Nappy nodded; he was giving them the finger.
No nothing. Not a trapper or a fisherman. The seaso
n was too late for good fur and too icy for good fishing. The bugs were just beginning to bloom in numbers.
Lucky fretted. He had expected more coverage—more TV crews, more ink, more everything.
“If there is no one there, we did this for nothing,” Lucky said. He was so upset, his cup of coffee lopped over the rim.
Maybe this Hydro-Quebec bought everybody off, Du Pré thought. They probably do that sort of thing, they planning to spend $20 billion. Also New York, they need those hot tubs and lights.
Bart was talking to Michelle. Every time they stopped, he punched in a number and there she was, usually. She could call back, too.
No Benetsee, no nothing in Washington, no Paul Chase, who for all they knew was a day behind them or something.
Maybe Chase come busting out of the side waters near the river’s mouth, Du Pré thought, but I think they will be waiting for him this time. That woman reporter is nobody’s fool.
What a world, this twentieth-century. Du Pré tried to think of something he liked about it. He thought of duct tape and the penicillin, since he had gotten a good case of clap once.

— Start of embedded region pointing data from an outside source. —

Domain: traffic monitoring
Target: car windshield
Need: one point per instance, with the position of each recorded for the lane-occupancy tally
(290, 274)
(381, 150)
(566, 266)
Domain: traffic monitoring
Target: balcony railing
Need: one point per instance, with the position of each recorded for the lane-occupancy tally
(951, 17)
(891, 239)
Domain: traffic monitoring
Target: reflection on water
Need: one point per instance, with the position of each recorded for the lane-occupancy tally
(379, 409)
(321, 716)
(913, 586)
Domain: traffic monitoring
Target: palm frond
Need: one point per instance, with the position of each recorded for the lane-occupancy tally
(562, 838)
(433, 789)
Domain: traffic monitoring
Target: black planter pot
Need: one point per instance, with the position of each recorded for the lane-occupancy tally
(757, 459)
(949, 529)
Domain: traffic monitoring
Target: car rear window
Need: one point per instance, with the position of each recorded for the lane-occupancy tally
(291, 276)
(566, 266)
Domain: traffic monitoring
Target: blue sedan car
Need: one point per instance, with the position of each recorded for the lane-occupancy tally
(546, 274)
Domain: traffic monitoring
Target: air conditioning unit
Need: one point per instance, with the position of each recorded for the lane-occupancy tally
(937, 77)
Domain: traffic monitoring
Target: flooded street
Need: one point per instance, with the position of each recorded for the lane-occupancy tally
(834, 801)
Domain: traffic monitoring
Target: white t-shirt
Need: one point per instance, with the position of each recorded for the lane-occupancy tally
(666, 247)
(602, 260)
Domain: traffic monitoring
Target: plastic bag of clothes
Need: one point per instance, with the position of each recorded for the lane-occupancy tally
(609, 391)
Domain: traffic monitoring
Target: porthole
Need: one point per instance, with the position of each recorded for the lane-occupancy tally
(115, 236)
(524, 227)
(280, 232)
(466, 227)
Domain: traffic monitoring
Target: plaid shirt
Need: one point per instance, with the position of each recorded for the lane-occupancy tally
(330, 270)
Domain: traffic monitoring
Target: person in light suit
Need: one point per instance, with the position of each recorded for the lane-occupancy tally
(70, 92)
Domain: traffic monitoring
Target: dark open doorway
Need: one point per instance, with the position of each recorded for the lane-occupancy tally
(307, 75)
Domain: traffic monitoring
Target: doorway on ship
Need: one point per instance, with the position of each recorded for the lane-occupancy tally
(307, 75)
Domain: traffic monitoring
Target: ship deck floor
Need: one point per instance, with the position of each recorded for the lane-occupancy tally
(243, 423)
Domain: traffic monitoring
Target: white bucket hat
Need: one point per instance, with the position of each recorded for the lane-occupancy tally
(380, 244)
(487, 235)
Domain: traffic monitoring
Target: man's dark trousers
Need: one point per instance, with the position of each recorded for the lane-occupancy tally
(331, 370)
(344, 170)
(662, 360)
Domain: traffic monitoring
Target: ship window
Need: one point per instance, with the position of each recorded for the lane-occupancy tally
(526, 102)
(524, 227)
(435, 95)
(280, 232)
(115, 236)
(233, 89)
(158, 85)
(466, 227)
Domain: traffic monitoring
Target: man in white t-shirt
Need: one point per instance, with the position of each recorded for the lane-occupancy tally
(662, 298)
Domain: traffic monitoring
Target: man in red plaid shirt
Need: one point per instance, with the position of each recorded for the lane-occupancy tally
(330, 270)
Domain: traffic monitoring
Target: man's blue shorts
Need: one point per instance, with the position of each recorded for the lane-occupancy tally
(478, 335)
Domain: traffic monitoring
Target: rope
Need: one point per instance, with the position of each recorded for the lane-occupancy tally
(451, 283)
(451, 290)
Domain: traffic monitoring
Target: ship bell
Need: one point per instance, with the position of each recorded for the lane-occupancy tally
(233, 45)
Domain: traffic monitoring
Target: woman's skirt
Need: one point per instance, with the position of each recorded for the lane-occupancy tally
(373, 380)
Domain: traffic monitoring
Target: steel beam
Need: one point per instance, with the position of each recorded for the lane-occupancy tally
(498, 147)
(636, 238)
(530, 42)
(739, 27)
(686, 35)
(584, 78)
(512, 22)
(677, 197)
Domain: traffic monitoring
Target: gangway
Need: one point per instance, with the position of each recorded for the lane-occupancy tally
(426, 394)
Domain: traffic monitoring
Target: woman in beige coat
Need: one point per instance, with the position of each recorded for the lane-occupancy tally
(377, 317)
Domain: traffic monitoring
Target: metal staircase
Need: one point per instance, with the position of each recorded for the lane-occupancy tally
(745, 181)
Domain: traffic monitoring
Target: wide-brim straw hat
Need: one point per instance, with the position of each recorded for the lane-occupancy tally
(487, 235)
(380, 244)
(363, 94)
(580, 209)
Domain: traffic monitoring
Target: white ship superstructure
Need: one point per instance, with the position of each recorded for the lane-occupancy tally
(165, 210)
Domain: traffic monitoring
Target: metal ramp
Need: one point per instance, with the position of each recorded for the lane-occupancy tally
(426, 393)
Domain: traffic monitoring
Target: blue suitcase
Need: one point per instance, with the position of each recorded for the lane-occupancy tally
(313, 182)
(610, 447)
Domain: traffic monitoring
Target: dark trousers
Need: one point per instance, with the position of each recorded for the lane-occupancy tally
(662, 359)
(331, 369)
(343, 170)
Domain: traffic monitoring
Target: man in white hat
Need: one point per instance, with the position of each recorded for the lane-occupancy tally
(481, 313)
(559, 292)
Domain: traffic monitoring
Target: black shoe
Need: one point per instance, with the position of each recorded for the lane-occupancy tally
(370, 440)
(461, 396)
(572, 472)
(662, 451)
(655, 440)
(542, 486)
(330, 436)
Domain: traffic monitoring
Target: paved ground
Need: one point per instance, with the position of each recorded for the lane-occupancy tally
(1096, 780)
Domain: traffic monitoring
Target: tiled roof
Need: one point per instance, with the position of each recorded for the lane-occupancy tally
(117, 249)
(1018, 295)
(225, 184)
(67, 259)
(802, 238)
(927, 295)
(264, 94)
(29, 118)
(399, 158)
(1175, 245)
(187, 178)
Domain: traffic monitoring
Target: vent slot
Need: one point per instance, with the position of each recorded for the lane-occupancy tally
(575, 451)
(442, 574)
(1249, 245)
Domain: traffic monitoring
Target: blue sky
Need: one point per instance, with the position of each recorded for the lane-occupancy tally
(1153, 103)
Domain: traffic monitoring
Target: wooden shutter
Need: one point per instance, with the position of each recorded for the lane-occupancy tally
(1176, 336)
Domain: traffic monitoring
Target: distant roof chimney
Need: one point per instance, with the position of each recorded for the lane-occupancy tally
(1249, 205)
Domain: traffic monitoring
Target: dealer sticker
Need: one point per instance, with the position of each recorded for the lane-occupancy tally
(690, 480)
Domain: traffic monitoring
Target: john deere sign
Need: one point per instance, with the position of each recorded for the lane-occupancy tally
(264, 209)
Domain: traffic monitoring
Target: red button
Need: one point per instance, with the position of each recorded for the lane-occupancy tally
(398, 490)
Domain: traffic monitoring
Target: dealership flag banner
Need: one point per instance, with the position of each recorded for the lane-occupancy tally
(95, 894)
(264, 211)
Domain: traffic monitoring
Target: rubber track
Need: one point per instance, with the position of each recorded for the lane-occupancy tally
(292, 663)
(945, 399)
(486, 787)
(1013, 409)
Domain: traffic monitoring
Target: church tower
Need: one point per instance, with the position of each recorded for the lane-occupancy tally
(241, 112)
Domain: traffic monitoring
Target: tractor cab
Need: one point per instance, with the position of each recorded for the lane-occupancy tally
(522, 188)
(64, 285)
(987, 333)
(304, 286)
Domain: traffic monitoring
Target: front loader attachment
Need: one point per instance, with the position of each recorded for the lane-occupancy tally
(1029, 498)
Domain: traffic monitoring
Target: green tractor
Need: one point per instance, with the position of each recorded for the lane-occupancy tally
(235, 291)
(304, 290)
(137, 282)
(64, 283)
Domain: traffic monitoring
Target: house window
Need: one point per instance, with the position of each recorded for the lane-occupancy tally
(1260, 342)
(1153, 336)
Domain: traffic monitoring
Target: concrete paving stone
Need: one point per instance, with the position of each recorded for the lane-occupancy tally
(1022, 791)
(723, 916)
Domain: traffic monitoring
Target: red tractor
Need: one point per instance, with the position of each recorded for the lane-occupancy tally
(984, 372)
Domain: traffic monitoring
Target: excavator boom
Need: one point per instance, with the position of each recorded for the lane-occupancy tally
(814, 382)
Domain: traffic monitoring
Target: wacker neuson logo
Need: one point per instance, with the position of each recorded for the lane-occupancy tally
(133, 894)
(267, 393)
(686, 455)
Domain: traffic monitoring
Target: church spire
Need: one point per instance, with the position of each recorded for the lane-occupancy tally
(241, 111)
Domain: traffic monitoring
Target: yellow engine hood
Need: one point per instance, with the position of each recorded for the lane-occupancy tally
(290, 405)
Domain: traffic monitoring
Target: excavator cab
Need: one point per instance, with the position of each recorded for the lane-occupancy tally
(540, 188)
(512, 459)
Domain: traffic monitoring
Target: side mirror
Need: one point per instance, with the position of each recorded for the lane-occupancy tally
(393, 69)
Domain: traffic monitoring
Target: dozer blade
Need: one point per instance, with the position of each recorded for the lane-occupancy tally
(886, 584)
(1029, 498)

He couldn’t think of anything else right offhand.
There was a town, Kuujjuarapik, just norm of the river’s mouth.
Maybe two days down the river to the bay, Hudson Bay, shallow and mean with storms and shoal waters.
And then the skies were full of helicopters and little floatplanes and Lucky quit spilling his coffee.
Reporters paddled out in little rafts, helicopters flew down close enough to nearly capsize the canoes.
The party paddled past, smiling. When they pulled into the last camp before the bay, the newspeople converged like flies on a nice cat turd.
A couple of the smarter crews brought food—fresh fruits and vegetables and ice cream, steaks, booze. Bribes.
Du Pré and Nappy still stood watch.
Much easier now for something to happen, maybe, or maybe it would happen down at the bay, or not here in Canada at all. Maybe, Du Pré thought, I am wrong about everything.
Bart wandered out to where Du Pré was sitting, rifle across his knees, with half a bottle of whiskey and a plate of food. He let Du Pré eat and have a couple snorts and then he dialed Madelaine.